米現地時間9月25日、ニューヨーク・シティはソーホーにあるポロラルフローレンのプリンス・ストリート店で行われたローリングストーン誌のライブインタビューで(フルバージョンは10月頭に米ローリングストーン誌のオンライン版で公開予定)、DJ・ミュージシャン・プロデューサーのマーク・ロンソンは、サピオセクシャルについて十分理解していなかった、と正直に述べた。「僕は、疎外されたコミュニティの一員ではないし、僕の発言が誤解を招き、誰かを不快にしたなら、謝りたい」。

ロンソンが登場する前、『グッドモーニング・ブリテン』はサピオセクシャリティを取り上げており、司会者たちから意見を求められた、とロンソンは説明した。「何それ?」と質問すると、「要は、知性に惹かれることです」という答えが返ってきた。そこでロンソンは「いいじゃん。もちろん、僕は知性に惹かれる。そうじゃない人なんているの?」と思ったそうだ。

「すると司会者たちは『オッケー。
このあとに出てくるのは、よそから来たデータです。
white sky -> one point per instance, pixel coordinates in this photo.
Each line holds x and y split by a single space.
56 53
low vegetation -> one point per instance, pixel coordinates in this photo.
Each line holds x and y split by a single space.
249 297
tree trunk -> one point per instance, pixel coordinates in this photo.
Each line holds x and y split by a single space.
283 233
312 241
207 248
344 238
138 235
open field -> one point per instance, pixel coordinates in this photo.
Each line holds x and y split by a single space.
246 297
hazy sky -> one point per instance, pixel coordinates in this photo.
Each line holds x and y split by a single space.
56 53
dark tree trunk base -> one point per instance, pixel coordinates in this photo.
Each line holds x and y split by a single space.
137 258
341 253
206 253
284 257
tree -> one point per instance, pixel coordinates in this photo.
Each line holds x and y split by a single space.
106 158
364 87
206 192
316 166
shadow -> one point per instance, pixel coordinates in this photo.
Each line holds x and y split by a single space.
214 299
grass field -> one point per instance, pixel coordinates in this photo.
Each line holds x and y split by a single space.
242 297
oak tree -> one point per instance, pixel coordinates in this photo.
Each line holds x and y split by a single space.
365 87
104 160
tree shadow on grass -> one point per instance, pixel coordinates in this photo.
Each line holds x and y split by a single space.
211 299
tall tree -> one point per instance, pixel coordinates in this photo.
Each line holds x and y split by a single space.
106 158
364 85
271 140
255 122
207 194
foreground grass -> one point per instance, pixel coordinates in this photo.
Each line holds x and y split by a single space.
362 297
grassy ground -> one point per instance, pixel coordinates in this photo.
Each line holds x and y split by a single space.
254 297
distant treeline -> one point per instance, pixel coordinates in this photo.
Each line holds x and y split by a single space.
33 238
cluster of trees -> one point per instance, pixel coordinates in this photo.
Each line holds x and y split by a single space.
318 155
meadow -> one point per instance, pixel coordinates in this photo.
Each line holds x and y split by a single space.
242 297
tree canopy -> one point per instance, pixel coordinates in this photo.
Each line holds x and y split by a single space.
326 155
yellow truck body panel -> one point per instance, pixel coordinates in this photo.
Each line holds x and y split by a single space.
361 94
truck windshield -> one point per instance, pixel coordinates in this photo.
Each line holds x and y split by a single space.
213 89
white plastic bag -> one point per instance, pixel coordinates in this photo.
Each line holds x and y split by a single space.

マーク・ロンソンがサピオセクシャルだとカミングアウトしました。すばらしい』みたいな感じになって。次にマイリー・サイラスの性生活とか、よく知らない話題について話をふられた。そこで番組は終わった」。

番組終了後、滞在していたホテルに戻ったロンソンは、自分の発言が世間を騒がせていることに気づいた、と言った。「まるで僕がテレビ番組に出演して『みんな聞いてくれ! ビッグニュースだ!』って言ったみたいだった。それに、『僕は白人の異性愛者です』と言うのと同じように、自分が疎外されたコミュニティの一員だと公の場で宣言するなんて、恐ろしいというか、ただただ恥ずかしかった」。

当初、ロンソンはそこまで自分の発言について心配していなかったそうだ。前後の文脈を踏まえて、視聴者も理解してくれるだろう、とロンソンは思っていた。「でも、いまのTwitterはそうじゃないんだね」とつけ加えた。